BMC Public Health (Dec 2022)
Does it matter how we measure the health of older people in places for associations with labour market outcomes? A cross-sectional study
Abstract
Abstract Background Inequalities between different areas in the United Kingdom (UK) according to health and employment outcomes are well-documented. Yet it is unclear which health indicator is most closely linked to labour market outcomes, and whether associations are restricted to the older population. Methods We used the Office for National Statistics (ONS) Longitudinal Study (LS) to analyse which measures of health-in-a-place were cross-sectionally associated with three employment outcomes in 2011: not being in paid work, working hours (part-time, full-time), and economic inactivity (unemployed, retired, sick/disabled, other). Seven health indicators from local-authority census and vital records data were chosen to represent the older working age population (self-rated health 50-74y, long-term illness 50-74y, Age-specific mortality rate 50-74y, avoidable mortality, life expectancy at birth and 65 years, disability-free life expectancy at 50 years, and healthy life expectancy at 50 years). An additional two health indicators (life expectancy at birth and infant mortality rate) were included as test indicators to determine if associations were limited to the health of older people in a place.
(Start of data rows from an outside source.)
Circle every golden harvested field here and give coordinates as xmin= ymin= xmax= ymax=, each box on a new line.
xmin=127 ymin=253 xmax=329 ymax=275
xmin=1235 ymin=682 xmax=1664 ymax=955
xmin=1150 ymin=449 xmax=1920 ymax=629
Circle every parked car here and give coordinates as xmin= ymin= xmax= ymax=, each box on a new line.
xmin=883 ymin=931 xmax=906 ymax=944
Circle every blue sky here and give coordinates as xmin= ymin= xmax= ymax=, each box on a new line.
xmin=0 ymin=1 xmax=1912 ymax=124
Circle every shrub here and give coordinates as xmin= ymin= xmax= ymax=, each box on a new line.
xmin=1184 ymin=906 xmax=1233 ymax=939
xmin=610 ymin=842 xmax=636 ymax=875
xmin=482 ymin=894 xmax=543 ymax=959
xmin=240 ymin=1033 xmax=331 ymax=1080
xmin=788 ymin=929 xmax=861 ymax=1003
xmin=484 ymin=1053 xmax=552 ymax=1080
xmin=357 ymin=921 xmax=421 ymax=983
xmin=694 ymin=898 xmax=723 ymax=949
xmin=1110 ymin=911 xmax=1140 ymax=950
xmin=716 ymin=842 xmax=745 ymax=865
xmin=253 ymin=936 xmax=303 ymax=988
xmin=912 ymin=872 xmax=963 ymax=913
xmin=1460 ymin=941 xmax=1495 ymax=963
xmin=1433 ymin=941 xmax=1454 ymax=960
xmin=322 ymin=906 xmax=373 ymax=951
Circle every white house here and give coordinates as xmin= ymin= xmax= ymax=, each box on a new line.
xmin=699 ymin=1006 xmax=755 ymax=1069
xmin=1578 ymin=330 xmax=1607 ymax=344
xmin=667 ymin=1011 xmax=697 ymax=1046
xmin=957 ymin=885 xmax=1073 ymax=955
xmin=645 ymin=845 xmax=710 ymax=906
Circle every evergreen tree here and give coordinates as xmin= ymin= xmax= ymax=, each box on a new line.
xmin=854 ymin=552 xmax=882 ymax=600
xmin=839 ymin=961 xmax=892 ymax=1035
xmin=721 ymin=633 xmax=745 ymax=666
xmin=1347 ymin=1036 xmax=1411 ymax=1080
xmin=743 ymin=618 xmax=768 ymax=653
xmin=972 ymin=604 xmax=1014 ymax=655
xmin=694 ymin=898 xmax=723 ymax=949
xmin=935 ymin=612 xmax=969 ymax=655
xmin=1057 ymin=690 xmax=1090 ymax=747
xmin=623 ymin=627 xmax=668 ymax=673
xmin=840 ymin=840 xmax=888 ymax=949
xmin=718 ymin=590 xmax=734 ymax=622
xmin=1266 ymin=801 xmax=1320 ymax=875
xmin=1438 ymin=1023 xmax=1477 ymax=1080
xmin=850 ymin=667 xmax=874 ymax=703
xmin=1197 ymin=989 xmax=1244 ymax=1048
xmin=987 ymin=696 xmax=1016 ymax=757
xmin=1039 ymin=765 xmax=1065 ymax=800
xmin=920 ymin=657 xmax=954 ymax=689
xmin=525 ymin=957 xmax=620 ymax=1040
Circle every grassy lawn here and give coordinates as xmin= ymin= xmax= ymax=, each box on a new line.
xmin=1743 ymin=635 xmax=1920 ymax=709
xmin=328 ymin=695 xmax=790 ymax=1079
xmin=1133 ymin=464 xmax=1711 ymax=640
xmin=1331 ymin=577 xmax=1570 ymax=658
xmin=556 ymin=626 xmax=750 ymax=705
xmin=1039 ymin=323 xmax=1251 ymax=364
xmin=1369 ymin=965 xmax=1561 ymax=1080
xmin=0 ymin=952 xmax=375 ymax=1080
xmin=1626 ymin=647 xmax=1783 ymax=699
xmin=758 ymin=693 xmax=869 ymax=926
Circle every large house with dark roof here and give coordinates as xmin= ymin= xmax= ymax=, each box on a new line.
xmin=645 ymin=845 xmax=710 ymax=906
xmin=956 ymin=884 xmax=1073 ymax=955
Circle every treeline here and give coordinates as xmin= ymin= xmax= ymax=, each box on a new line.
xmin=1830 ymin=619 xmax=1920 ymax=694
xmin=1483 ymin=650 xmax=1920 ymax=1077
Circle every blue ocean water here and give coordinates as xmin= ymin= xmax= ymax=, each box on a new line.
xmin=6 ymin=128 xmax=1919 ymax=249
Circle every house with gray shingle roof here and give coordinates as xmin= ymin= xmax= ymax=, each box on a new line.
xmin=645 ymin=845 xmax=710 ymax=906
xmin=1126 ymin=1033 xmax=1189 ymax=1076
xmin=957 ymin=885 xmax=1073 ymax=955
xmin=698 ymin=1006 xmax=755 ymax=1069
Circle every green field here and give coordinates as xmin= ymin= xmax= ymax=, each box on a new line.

These nine health indicators were then linked with the LS sample aged 16-74y with data on employment outcomes and pertinent demographic and individual health information. Interactions by gender and age category (16-49y vs. 50-74y) were also tested. Findings For all health-in-a-place measures, LS members aged 16–74 who resided in the tertile of local authorities with the ‘unhealthiest’ older population, had higher odds of not being in paid work, including all four types of economic inactivity. The strongest associations were seen for the health-in-a-place measures that were self-reported, long-term illness (Odds Ratio 1.60 [95% Confidence Intervals 1.52, 1.67]) and self-rated health (1.60 [1.52, 1.68]). Within each measure, associations were slightly stronger for men than women and for the 16-49y versus 50-74y LS sample. In models adjusted for individual self-rated health and gender and age category interactions, health-in-a-place gradients were apparent across all economic inactivity’s. However, these same gradients were only apparent for women in part-time work and men in full-time work. Conclusion Improving health of older populations may lead to wider economic benefits for all.